Lands the second-stage rollout path, weight-sync infrastructure, and the example app's README. Includes: * VLLMRollout that constructs vllm.LLM on training rank 0 and broadcasts generated token ids to peer ranks, with disjoint-GPU (subprocess) and shared (in-process) topology paths. Weight sync gathers ZeRO-3 params cooperatively then pushes to vLLM via LLM.collective_rpc("load_weights"). * WeightBridge ABC with COLUMN / ROW / VOCAB / REPLICATED parallel kinds and an even-slice per-rank slicer; Qwen2WeightBridge with the full per-parameter table for Qwen2 / Qwen2.5; Qwen3WeightBridge adding the per-head q_norm / k_norm tensors as REPLICATED. * vLLM-side prompt+response stitching factored into stitch_rollout() so its index math is unit-testable without a live vLLM. * CPU-only tests: tests/test_weight_bridge.py covers parallel-kind dispatch, per-rank shape/gather round-trips across tp_size in {1,2,4}, indivisibility / invalid-rank guards, and the registry; tests/test_vllm_stitch.py covers prompt/response stitching for the common shapes including variable response lengths and left-padded prompts. * configs + launch scripts for both production and smoke vLLM runs. **Known blocker called out in README and module docstring:** vLLM's worker init calls new_group() on the global process group, which deadlocks when launched under the standard `deepspeed --num_gpus N` launcher (rank 0 calls vLLM, other ranks never participate in vLLM's collective).
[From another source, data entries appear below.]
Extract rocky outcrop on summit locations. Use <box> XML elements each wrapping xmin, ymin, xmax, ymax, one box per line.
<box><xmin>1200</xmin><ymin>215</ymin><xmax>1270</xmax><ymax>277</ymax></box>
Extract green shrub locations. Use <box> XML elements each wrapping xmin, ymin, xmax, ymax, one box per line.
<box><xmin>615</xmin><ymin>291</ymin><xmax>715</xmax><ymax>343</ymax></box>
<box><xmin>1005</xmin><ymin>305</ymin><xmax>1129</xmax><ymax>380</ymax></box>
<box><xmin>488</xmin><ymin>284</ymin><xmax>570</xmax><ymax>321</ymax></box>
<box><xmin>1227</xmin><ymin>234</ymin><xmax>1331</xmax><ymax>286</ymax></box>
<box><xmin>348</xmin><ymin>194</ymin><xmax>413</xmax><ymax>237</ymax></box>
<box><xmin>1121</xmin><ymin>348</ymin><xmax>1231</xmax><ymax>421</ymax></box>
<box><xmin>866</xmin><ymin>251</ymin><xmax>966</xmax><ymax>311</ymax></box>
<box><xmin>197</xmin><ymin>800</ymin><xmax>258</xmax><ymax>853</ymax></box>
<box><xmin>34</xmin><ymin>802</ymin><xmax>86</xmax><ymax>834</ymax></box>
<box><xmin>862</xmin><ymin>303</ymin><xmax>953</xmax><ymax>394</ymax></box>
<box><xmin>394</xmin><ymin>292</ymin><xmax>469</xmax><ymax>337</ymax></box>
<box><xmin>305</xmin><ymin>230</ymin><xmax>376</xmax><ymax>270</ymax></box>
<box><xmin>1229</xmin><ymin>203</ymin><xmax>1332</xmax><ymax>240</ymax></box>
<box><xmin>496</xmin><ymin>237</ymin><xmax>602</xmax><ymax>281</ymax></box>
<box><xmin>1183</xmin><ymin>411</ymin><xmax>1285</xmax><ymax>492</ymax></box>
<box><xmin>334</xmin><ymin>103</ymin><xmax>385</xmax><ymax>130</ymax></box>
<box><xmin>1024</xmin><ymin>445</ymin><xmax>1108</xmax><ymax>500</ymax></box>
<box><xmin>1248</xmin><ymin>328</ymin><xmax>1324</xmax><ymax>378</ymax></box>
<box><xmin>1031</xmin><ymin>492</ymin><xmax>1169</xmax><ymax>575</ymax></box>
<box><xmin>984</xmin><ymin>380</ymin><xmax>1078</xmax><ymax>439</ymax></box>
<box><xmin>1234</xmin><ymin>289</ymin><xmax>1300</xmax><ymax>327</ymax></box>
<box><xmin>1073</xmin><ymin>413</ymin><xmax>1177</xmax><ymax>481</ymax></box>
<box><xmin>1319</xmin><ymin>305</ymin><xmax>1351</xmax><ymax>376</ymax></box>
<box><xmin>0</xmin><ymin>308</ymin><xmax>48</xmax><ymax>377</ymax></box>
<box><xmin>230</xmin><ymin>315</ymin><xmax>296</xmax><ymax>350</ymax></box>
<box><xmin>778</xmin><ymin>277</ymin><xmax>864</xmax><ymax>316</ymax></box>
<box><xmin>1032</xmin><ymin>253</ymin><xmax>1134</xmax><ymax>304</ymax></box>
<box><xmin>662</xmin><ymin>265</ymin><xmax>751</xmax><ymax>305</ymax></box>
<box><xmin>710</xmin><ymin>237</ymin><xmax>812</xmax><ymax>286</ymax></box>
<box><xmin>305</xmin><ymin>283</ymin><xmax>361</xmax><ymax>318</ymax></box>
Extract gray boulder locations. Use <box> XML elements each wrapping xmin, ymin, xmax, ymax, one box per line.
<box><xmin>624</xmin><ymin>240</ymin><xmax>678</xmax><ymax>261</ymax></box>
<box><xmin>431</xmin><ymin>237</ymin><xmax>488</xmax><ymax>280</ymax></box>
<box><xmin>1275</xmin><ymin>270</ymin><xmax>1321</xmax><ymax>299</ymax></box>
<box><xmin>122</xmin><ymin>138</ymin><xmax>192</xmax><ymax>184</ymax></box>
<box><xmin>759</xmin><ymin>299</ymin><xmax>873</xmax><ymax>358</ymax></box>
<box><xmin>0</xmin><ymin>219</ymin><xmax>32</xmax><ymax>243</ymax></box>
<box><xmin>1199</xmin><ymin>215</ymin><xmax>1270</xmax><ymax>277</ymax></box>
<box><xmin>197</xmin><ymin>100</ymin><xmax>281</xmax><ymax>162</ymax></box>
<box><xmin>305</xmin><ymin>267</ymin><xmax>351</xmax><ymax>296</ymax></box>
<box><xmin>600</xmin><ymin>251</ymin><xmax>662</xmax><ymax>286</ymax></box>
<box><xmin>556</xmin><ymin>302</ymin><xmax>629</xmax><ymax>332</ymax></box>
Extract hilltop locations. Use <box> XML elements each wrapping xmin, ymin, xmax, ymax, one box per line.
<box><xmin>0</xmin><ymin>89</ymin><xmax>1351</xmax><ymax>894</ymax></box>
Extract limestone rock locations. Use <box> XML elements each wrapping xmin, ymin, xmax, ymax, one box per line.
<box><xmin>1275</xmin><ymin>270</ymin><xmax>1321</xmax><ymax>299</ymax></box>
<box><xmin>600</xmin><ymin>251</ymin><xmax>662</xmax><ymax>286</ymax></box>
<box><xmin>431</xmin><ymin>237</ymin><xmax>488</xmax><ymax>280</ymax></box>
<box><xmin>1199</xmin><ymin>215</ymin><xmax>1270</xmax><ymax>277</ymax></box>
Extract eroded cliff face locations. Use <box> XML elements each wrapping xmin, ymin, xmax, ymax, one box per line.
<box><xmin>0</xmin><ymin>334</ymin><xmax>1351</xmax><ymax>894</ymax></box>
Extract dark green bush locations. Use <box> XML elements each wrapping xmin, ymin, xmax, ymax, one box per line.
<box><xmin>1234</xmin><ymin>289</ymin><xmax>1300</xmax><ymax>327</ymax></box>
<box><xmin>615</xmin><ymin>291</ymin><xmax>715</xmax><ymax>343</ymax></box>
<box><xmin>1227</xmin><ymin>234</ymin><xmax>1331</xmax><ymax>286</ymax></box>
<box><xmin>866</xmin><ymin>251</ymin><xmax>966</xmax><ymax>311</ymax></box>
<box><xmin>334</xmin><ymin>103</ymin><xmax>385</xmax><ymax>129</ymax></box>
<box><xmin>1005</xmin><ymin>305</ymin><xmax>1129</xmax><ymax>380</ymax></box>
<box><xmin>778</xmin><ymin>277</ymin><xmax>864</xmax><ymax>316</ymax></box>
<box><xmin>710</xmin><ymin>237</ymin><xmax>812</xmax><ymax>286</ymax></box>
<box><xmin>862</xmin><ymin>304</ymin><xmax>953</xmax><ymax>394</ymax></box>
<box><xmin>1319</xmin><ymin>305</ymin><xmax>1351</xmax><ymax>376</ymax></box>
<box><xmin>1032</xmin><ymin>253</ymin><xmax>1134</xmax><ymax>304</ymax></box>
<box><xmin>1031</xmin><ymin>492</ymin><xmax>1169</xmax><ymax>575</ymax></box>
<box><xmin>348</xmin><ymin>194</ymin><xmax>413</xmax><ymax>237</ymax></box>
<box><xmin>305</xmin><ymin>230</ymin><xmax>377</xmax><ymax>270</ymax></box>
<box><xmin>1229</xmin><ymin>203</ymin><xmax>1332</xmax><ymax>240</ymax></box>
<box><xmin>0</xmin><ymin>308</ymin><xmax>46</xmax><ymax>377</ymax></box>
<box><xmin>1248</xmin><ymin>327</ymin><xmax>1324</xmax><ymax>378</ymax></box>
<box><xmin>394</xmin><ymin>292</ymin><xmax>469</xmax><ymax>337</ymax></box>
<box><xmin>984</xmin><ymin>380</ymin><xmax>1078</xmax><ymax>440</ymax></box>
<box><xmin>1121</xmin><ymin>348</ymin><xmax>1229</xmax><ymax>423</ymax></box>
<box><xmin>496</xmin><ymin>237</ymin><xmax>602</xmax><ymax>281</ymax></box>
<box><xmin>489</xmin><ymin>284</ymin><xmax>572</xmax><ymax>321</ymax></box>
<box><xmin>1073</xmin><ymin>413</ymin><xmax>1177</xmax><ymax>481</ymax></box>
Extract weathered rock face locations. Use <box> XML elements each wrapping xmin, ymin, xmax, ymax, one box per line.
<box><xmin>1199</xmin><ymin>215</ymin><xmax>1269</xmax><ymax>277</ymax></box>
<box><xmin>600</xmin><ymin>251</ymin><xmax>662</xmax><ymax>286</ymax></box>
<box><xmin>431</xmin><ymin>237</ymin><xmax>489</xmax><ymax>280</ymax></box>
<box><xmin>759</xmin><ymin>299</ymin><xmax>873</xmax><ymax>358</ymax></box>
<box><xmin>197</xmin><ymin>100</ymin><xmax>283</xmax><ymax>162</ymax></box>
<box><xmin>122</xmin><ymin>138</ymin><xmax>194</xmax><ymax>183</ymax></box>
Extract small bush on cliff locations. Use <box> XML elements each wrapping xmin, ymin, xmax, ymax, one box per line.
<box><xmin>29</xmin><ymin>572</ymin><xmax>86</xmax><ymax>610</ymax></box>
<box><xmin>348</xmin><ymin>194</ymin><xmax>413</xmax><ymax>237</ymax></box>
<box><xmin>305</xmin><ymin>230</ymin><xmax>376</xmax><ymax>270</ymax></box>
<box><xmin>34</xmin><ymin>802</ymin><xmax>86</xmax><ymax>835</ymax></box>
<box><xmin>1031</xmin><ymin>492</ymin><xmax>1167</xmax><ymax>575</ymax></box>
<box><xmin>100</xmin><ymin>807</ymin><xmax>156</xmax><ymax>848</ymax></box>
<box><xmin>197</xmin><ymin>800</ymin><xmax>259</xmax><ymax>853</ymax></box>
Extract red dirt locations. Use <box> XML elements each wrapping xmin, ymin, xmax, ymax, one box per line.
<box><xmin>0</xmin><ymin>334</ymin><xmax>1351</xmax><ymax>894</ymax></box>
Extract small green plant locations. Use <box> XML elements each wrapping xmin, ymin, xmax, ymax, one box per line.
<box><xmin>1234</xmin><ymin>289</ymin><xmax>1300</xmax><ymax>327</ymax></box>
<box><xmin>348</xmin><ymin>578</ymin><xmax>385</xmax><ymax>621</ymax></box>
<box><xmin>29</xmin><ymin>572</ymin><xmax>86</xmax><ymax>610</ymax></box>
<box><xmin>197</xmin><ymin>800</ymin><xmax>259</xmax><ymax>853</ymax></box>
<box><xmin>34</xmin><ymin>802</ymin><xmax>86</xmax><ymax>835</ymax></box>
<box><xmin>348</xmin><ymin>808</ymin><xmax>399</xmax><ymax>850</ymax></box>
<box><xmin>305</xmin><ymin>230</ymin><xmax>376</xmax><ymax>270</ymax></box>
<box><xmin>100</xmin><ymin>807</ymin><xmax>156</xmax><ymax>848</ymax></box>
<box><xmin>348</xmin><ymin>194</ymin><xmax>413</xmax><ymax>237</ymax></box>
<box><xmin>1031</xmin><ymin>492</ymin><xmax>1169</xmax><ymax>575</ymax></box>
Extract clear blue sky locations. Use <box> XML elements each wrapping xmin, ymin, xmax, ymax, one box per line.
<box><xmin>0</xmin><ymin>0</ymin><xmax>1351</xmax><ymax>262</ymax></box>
The documented fix is the TRL/OpenRLHF separate-server pattern; this PR lands the scaffolding so that work can begin against a green codebase. Signed-off-by: Zhipeng Wang <zhipengbayern@gmail.com>

HybridEngineRollout: - model.generate() path for sampling (temperature>0) - Graph capture + DeepSpeedStaticCache path for greedy (temperature=0, 3x faster) - DeepSpeedStaticCache: CUDA-graph-compatible KV cache with external write_position - RolloutRequest/RolloutBatch/RolloutConfig dataclasses VLLMRollout: - Weight sync via gdr/http backends - vllm_python config for interpreter selection - vLLM compat sitecustomize shim - Only sync requires_grad params to vLLM OPSD trainer/config: - Move trainer to deepspeed/runtime/rlhf/trainer/ - Move config to deepspeed/runtime/rlhf/config.py - Force weight_sync_interval=1 for on-policy correctness Tests: - CPU unit tests for HybridEngineRollout and VLLMRollout - Graph capture verified: HF StaticCache == DeepSpeedStaticCache == graph (100 steps, 0 diff) Verified on Qwen2.5-0.5B-Instruct / RTX 5090: - model.generate(): 90 tok/s (batch=1) - graph capture: 270 tok/s (3x speedup) - OPSD smoke test: 3 training steps pass end-to-end Signed-off-by: Guokai Ma <guokai.ma@intel.com> Signed-off-by: Zhipeng Wang <zhipengbayern@gmail.com>

…m_dtype to engine_dtype Signed-off-by: Zhipeng Wang <zhipengbayern@gmail.com>

Formatting hooks: - Add the standard license header to the opsd benchmark scripts (bench_14b_rollout.py, bench_autotp_gc.py, bench_vllm_tp2.py). - Mark CUDA-specific benchmark calls with #ignore-cuda and drop the unused `sys` import flagged by flake8. - yapf: collapse the rlhf __init__ imports that now fit in 119 cols. cpu-torch-latest unit tests: - Align tests/unit/runtime/rollout/test_hybrid_engine_rollout.py with the current cfg-based HybridEngineRollout constructor: the tests previously passed continuous_batching_size / use_graph_capture kwargs and expected _generate_continuous_batching / _generate_graph_capture_cb dispatch that the implementation does not provide. Tests now build a HybridEngineRolloutConfig and assert the real generate() dispatch (module.generate by default, _generate_graph for greedy graph capture). - Update the two benchmark constructor calls to the cfg-based API. Signed-off-by: Zhipeng Wang <zhipengbayern@gmail.com>

Keep the SPDX Apache-2.0 identifier and DeepSpeed Team attribution, which are what the check-license hook requires. Signed-off-by: Zhipeng Wang <zhipengbayern@gmail.com>

sfc-gh-truwase · 2026-07-02T14:53:57Z

@@ -0,0 +1,144 @@
+# SPDX-License-Identifier: Apache-2.0


Please move benchmarks to examples repo. That will reduce the dependencies for building DS as benchmarks increase in complexity.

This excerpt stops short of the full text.